Thursday, October 10, 2013

Cool Announcement: Nobel Prize Winner Alice Munro and Her "Experiential Haiku"

Canadian author Alice Munro has won the Nobel Prize for literature. The Swedish Academy announced the decision today, calling the 82-year-old author from Wingham, Ont., a "master of the contemporary short story."

Below is excerpted from Mark Levene's  "It Was About Vanishing: A Glimpse of Alice Munro's Stories," Alice Munro edited by Harold Bloom, Infobase Publishing, 2009, p. 96.

The apparent alternation between fantasy and fact is among the many brilliant elements of 'The Albanian Virgin.' Within this movement is the counterpoint between the insistent clues that connect the two romances -- the priest's moustache and crucifix, the same details connected with Gjurdhi, Charlotte, and Claire in the present -- and the narrative's unresolved, open-ended multiplicity. Whether the couples are actually the same is inconsequential, since, despite another severed head, the danger again is in our 'frayed ... almost lost' connections, where 'views and streets deny knowledge of us, the air grows thin' (127). In story, in fact, or in both connections can be made to seem endless. When Claire, providing a parallel story to that of Lottar, the Albanian virgin, invokes Munro's version of entropy, that 'it was about vanishing' (126), she immediately imagines ' a destiny,' a brief narrative of life with Nelson, her former lover, only, it seems, to discover him at her bookstore. 'For this really was Nelson, come to claim me. Or at least to accost me, and see what would happen' (127). What happens is recorded as a sort of experiential haiku, notes towards parallel lives -- 'We have been very happy. I have often felt completely alone' (128) -- which serve as ellipses to the lush, cinematographic details of Lottar's rescue by the Franciscan and the limitless extension of their story:' She called him and called him, and when the boat came into the harbor at Trieste he was waiting on the dock' (128)


We have been very happy.
I have often felt completely alone

Alice Munro,  "The Albanian Virgin," Open Secrets, p.128


I agree with Mark Levene's  comment. The "poem" above could be read as a "two-dimensional" haiku (coined by Ryusaku Tsunoda) where Munro "deliberately shifts the direction of an emotion into which the reader has been led" (Henderson, p.130).  Some of the most famous haiku by Issa were written in this style, such as the following ones (translated by Harold G. Henderson):

Snow melts,
and the village is overflowing --
with children

The first two lines lead the reader to a picture of disaster; however, this calamitous image is "suddenly -- and delightfully -- smashed by the last line"  (Ibid.).

Thanks to cherry bloom,
in its shadow utter strangers --
there are none!

In the first two lines, Issa gives the reader time to visualize the strangers, which is indicated by a cutting word ("wa,"  which is translated as "--" ), and the last line reveals that "there is  a pleasing unexpectedness about the ending"  (ibid.).

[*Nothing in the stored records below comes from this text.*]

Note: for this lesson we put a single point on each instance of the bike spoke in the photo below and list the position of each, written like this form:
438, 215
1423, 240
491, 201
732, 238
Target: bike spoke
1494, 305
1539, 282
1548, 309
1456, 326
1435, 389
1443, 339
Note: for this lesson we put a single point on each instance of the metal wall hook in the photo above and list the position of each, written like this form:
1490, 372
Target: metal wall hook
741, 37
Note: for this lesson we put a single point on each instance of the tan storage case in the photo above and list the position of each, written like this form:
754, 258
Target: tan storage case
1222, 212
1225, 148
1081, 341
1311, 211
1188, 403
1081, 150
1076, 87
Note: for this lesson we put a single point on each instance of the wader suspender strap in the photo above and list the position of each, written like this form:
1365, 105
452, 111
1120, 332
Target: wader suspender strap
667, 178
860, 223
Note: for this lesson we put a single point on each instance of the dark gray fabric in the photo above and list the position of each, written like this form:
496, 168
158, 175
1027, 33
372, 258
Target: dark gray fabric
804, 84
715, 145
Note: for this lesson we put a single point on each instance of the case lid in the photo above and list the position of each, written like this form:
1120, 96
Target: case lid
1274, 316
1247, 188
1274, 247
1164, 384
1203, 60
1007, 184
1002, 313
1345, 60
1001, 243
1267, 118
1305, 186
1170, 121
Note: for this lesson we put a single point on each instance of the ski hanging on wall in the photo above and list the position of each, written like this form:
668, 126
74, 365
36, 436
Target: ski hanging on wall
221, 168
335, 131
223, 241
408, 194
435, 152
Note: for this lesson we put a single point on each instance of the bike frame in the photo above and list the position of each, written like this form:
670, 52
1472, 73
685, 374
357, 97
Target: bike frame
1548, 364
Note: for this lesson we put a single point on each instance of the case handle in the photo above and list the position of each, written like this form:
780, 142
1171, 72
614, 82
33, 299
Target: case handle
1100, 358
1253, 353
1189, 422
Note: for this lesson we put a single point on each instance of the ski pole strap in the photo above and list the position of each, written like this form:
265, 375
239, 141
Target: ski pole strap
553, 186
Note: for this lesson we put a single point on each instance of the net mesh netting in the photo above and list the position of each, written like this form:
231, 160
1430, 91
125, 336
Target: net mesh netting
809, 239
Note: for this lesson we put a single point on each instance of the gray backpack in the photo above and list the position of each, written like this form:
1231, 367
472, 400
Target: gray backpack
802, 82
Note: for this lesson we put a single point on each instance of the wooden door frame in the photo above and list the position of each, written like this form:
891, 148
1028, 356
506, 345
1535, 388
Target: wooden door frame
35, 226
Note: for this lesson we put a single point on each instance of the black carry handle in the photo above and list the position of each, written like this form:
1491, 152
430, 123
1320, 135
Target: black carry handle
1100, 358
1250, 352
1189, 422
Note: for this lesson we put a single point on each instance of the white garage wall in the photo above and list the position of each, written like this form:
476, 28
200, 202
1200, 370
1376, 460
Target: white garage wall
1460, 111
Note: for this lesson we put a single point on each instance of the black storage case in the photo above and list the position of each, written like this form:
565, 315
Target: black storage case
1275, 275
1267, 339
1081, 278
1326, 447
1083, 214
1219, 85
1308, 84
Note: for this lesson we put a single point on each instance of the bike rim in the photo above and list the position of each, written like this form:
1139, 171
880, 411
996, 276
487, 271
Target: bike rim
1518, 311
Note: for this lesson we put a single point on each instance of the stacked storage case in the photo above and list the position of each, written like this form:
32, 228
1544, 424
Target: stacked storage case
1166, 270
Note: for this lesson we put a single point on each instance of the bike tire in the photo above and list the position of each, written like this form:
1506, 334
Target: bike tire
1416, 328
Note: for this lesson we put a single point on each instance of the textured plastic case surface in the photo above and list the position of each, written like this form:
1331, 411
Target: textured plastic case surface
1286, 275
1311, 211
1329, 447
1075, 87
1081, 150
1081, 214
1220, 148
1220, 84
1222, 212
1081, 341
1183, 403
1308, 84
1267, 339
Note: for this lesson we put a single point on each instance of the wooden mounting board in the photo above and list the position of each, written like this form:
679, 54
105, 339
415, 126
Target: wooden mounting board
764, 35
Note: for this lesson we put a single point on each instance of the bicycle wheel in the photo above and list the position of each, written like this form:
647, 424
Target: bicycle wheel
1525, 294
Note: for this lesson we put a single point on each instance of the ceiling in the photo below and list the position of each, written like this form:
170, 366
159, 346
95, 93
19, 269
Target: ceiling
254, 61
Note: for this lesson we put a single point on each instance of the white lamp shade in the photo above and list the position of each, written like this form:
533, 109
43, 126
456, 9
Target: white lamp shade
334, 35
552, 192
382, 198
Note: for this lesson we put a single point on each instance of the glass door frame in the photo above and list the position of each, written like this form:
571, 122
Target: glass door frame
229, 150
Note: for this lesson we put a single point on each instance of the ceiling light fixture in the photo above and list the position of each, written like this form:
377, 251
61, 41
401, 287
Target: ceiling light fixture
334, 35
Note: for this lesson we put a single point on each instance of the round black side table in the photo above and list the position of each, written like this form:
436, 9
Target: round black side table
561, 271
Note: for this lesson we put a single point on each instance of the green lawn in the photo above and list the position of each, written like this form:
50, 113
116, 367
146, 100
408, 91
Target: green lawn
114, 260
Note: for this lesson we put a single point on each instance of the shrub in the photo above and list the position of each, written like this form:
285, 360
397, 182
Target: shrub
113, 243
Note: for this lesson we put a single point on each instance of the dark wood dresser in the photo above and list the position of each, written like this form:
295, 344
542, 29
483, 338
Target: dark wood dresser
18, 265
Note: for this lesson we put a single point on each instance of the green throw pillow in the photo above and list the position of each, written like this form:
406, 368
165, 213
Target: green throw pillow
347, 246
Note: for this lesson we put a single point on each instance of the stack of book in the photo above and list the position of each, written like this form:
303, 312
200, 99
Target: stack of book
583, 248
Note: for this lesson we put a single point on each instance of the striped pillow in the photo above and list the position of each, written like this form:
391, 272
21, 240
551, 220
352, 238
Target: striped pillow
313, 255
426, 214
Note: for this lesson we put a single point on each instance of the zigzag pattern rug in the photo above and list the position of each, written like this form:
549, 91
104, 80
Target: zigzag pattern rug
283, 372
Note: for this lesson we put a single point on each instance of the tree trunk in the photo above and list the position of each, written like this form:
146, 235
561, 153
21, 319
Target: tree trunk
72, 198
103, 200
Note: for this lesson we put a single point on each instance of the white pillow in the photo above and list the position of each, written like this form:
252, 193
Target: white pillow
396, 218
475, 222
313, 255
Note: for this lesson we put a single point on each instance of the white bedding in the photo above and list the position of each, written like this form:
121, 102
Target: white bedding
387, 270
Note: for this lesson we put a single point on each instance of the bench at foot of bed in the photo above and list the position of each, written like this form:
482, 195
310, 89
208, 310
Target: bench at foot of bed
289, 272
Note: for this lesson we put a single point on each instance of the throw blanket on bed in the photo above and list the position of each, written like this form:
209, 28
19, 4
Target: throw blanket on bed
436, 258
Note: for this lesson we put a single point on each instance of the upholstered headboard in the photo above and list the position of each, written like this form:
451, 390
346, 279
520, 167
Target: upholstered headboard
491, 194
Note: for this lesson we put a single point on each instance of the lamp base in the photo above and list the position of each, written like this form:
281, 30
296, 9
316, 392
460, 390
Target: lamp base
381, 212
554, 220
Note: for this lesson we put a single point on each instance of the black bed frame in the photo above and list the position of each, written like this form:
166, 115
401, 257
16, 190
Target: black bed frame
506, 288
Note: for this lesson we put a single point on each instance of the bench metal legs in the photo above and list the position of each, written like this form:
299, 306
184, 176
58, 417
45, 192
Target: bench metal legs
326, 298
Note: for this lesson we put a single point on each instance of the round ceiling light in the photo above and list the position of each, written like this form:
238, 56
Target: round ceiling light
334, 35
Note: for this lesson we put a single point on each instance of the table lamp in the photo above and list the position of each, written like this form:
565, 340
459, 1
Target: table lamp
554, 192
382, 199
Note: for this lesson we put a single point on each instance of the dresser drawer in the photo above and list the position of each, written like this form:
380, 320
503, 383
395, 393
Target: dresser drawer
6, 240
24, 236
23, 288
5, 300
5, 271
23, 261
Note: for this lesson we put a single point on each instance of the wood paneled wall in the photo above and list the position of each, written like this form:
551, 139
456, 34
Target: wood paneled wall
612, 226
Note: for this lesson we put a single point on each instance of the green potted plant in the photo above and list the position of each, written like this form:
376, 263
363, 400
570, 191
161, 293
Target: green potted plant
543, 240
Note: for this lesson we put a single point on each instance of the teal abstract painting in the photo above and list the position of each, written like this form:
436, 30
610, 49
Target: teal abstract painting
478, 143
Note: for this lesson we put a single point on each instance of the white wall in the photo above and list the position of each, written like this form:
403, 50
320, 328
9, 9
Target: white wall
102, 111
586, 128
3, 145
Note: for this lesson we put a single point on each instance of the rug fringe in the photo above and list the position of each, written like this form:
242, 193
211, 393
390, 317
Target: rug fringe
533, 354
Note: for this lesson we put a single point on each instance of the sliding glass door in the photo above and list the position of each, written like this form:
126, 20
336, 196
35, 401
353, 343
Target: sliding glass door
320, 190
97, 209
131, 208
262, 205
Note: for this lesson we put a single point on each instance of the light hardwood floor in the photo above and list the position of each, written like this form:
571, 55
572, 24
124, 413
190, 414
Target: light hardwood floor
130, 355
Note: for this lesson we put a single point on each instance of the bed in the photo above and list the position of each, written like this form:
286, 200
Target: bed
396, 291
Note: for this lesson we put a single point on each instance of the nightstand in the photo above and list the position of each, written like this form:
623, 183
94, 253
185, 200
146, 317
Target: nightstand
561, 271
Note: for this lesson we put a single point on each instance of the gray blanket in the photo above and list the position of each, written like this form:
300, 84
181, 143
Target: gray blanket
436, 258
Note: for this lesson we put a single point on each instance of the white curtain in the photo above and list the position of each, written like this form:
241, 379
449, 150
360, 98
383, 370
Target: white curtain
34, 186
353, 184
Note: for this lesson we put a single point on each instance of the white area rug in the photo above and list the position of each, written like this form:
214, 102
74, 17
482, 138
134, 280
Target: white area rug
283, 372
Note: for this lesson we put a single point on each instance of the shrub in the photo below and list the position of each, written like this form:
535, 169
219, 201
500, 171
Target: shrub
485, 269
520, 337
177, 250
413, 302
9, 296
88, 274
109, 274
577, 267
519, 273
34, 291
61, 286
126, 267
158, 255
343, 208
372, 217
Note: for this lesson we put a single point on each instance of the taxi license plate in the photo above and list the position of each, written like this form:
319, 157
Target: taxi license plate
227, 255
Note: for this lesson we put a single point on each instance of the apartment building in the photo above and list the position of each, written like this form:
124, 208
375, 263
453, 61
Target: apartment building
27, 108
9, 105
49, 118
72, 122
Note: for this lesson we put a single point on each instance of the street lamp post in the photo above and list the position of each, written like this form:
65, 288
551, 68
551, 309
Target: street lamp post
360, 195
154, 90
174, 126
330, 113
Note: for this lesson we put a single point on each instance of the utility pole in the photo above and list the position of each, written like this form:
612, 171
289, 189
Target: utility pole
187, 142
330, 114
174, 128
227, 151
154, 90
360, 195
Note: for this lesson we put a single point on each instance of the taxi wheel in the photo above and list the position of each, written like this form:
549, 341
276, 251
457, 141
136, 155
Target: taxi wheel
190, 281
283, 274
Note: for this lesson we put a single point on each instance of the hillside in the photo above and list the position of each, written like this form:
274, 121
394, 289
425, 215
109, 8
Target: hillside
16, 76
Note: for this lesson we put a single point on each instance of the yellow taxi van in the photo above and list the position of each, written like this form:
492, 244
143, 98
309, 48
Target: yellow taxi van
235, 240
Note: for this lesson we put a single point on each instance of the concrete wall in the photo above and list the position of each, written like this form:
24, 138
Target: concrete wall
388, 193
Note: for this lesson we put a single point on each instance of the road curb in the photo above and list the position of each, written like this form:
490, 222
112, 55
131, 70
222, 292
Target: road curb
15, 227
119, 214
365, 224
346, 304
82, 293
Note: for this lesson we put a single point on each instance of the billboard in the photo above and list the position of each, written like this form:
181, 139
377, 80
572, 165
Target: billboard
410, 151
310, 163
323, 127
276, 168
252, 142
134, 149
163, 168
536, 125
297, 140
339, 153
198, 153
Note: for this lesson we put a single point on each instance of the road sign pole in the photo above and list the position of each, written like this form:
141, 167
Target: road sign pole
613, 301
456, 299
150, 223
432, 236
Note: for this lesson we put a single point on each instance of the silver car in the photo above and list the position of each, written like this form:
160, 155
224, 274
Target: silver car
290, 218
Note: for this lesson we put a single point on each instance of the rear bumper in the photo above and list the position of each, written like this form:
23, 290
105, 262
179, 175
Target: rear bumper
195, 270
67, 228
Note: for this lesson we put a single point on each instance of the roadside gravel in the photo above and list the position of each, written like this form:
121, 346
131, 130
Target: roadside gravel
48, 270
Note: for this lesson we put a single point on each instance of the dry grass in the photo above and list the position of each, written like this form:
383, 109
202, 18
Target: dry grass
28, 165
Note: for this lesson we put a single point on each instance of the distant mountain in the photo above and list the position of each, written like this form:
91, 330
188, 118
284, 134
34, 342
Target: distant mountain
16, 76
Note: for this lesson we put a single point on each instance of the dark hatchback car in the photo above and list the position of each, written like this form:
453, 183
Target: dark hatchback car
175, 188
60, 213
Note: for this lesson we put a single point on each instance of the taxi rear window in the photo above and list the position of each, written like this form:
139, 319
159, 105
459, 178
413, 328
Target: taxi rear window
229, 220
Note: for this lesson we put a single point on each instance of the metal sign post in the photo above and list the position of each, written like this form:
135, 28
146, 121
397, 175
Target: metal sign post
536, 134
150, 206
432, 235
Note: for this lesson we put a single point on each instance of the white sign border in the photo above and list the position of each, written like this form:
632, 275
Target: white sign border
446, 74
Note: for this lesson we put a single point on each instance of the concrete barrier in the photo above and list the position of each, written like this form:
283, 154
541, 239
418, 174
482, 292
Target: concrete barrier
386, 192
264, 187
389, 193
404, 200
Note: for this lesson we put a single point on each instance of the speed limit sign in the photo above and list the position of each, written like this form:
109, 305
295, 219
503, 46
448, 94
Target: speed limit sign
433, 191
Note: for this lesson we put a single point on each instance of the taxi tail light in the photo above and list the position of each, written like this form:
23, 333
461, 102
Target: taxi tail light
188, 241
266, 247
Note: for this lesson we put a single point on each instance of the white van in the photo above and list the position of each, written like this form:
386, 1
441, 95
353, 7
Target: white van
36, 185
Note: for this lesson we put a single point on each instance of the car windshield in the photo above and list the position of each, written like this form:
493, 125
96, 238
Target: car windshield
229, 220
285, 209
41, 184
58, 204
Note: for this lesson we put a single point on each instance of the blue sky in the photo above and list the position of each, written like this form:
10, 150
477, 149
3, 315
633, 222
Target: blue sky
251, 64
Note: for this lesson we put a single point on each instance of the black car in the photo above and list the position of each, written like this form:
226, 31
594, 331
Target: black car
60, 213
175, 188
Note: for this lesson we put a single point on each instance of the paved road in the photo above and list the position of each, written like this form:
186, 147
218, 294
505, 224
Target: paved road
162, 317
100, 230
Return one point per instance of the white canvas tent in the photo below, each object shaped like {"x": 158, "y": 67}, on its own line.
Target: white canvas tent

To conclude today's post, I would like to share with you  my haiku below, which is written in response to Alice Munro's short story, titled "The Albanian Virgin,"  and her vision:

cathedral music
in an autumn afternoon
the air grows thin


Updated, Oct., 11

A Conversation with Alice Munro, Nobel Prize Winner (45-minute interview with Paula Todd, the co-producer/host of the TVO program Person 2 Person, and I, the series producer)


References

Harold Bloom, ed., Alice Munro, Infobase Publishing, 2009.

Harold G. Henderson, An Introduction to Haiku: An Anthology of Poems and Poets from Basho and Shiki, Doubleday Anchor Books, 1958.

2 comments:

  1. Open Secrets is a book of short stories by Alice Munro published by McClelland and Stewart in 1994. It includes the following stories:

    "Carried Away"
    "A Real Life"
    "The Albanian Virgin"
    "Open Secrets"
    "The Jack Randa Hotel"
    "A Wilderness Station"
    "Spaceships Have Landed"
    "Vandals"

    Much of “The Albanian Virgin” is set in a remote mountain area where a Canadian tourist in the 1920s is captured by bandits; her tale of escape is comforting to a Victoria bookseller escaping from her own former life.

    ReplyDelete
  2. I just added the following passages that include two two-dimensional haiku by Issa and my comments:

    Some of the most famous haiku by Issa were written in this style, such as the following ones (translated by Harold G. Henderson):

    Snow melts,
    and the village is overflowing --
    with children

    The first two lines lead the reader to a picture of disaster; however, this calamitous image is "suddenly -- and delightfully -- smashed by the last line" (Ibid.).

    Thanks to cherry bloom,
    in its shadow utters strangers --
    there are none!

    In the first two lines, Issa gives the reader time to visualize the strangers, which is indicated by a cutting word ("wa," which is translated as "--" ), and the last line reveals that "there is a pleasing unexpectedness about the ending" (ibid.).